Closed MarcusLCC closed 3 years ago
Hi Marcus,
I think the 5'-v1 libraries you have are similar to 5'-v2 libraries (the difference is that the v2 are dual indexed instead of single indexed). I suspect the 5P_V2 option you specified is correct as the tool would have had some issues matching barcodes otherwise.
I should have clarified the documentation a bit but in order to run the snvcount method you need "annotate" the raw pileup file emitted by the pileup command. The annotate command applies some light filtering and basic SNV calling as the pileup command only provides raw base counts.
There is documentation on getting the annotation files and running the snvcount in the README. The additional files such as repeatmasker, REDIPortal and 1000 genomes are optional but can be helpful. I'll update the instructions to mention the annotate command requirement.
Thank you Gavin.
I'm trying to run the annotation currently. For the repeatmasker and REDIPortal files, I'm not sure whether I downloaded the correct one. Could you please provide some information about where I should get the file?

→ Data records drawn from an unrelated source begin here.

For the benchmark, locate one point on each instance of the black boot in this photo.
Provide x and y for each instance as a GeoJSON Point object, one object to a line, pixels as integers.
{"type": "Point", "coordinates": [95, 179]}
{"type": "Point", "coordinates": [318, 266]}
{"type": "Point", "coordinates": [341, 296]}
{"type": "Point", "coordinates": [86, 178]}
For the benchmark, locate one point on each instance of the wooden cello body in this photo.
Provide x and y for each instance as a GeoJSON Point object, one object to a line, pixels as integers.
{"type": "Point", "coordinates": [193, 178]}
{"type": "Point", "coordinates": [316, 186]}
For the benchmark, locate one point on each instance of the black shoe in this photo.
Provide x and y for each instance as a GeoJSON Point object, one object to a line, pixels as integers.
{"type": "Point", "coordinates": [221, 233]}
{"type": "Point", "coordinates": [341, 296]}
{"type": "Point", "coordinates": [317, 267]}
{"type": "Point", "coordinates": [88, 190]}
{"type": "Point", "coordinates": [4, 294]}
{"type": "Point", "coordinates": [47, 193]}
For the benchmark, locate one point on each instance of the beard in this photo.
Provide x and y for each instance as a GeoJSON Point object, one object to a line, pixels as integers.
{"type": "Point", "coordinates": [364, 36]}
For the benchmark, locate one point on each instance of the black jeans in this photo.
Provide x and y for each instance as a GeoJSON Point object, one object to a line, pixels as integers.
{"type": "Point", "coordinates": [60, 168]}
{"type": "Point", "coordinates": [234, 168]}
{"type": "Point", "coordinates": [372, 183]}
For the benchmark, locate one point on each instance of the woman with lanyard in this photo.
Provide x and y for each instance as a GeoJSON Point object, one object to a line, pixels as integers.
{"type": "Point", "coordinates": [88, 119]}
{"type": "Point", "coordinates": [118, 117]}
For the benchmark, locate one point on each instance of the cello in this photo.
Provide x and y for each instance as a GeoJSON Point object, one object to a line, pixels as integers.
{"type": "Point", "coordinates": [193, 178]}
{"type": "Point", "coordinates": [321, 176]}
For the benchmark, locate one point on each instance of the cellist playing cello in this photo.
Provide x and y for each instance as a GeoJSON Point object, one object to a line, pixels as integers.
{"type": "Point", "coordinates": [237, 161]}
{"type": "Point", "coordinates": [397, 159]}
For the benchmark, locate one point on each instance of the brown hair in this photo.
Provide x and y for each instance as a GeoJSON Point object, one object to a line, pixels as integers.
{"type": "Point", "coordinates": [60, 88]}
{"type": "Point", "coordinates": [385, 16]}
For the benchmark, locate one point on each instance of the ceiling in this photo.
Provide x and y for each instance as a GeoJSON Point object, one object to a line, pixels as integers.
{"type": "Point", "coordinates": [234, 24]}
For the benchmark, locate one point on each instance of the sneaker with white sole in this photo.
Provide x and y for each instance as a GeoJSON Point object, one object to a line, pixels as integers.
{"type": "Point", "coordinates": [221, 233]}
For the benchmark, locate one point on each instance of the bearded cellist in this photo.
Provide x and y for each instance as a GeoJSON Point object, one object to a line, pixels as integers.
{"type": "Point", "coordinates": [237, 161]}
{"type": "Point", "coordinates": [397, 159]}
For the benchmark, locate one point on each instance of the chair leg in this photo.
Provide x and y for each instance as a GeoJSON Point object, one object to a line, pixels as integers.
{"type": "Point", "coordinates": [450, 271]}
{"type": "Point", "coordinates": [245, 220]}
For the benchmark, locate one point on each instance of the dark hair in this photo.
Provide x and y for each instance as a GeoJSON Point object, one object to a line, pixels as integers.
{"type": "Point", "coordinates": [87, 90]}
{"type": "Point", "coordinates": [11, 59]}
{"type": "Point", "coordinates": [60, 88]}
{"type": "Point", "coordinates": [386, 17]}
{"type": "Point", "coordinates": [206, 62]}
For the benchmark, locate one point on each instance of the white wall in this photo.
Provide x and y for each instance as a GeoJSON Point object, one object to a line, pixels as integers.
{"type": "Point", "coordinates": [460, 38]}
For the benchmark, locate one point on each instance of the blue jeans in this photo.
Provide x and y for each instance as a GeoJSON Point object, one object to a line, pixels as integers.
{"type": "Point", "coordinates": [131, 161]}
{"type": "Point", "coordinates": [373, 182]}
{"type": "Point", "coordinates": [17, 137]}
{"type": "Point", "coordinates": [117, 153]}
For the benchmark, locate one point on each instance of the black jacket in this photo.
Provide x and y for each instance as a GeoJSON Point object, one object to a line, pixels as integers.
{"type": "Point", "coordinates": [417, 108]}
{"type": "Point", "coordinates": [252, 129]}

For example, I downloaded the repeatmasker file from https://hgdownload.cse.ucsc.edu/goldenpath/hg38/bigZips/
. Am I supposed to download the hg38.fa.out.gz
which is 'RepeatMasker .out file' for use in the annotation step? And for the REDIportal file, I went to the REDIportal website download page http://srv00.recas.ba.infn.it/atlas/download.html
and select hg38. There's a file named TABLE1_hg38.txt.gz
. Is this file supposed to be used as the REDIportal file in the annotation step?
Many thanks for your help.
Regards, Marcus
Hi Marcus,
Apologies for the delay. Those should be the files if you used Ensembl for your reference the chromosomes are likely in the format 1,2,3 etc. The scsnvmisc annotate tool expects this and automatically strips the chr from the repeat masker and RediPortal file. If this gives you any issues I will adjust the tool to not do that and instead require the chromosomes be correctly named in the files.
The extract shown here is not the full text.